Outage Post Mortem

Metaposts: This site (and all other sites hosted on the same server park) have been offline for 72 hours. That’s completely unacceptable, of course, and the underlying fault still isn’t fixed. Here’s what happened.
At 08:45 UTC on January 14, I noticed that my server farm (including falkvinge.net and multiple other websites, as many as you can run on some thirty-odd servers), my main workstation, and the wi-fi in my place was offline. Scrambling to troubleshoot and checking piece by piece, it took me twelve minutes to arrive at the conclusion that my uplink provider was broken – the worst possible scenario, since it means I can’t fix it myself.
The last recorded activity on the server farm had taken place at 08:15 UTC. The event at 08:30 UTC had failed to connect upstream.

It’s dangerous to go alone. Take this!
There was a good link to the upstream ISP, but nothing above the link level. I had a good 100Mbit full-duplex connection upstream, but my assigned gateway IP did not respond to pings from the perimeter firewall. Double-checking the physical uplink cable with a laptop (to make sure the switch or firewall weren’t broken) gave the same result.

No joy, no joy.
At this point, I fired up my mobile 4G broadband as a spare way out, so that I could at least communicate with the outside world via laptop and tablet, even if I had lost the ability to publish articles, thoughts, and ideas. (More on that insight in a later article.) I used that 4G connection to file an outage report with my ISP, and I was being quite specific in my troubleshooting (“this is how I know there’s an error, and these are the steps I’ve taken to make sure it’s not in my equipment. By the way, here’s my IP config.”).
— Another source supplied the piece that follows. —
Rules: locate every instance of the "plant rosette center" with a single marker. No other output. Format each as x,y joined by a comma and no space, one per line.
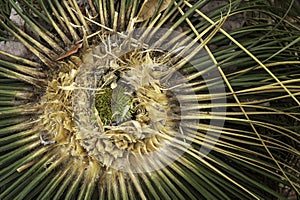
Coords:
126,107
They wanted my mail address in that outage report. Good thinking, there.

Here’s my mail server, right outside the kitchen window.
Here’s my mail server. It’s on my balcony. Go right ahead and send me mail to here. By the way, please fix its upstream connectivity first. That will assist the mail in, you know, actually arriving at the server.
After nothing had happened for two hours, I decided to give the techs a voicecall as well. The first tech I spoke to was everything I had hoped for – I was prepared for “have you tried turning it off and on again”-level support, but they apparently saw from my outage report that I was past that level, and the first question was for the MAC address of my perimeter switch or firewall, so they could debug the link to a known endpoint. I was totally not prepared for that level of technical respect, but appreciated it.
However, the tech told me that this can take a while, that they’re submitting a fault ticket to the municipal broadband station and that they will take at least two days. This obviously wasn’t what I wanted to hear. Then, nothing happened for the rest of that day.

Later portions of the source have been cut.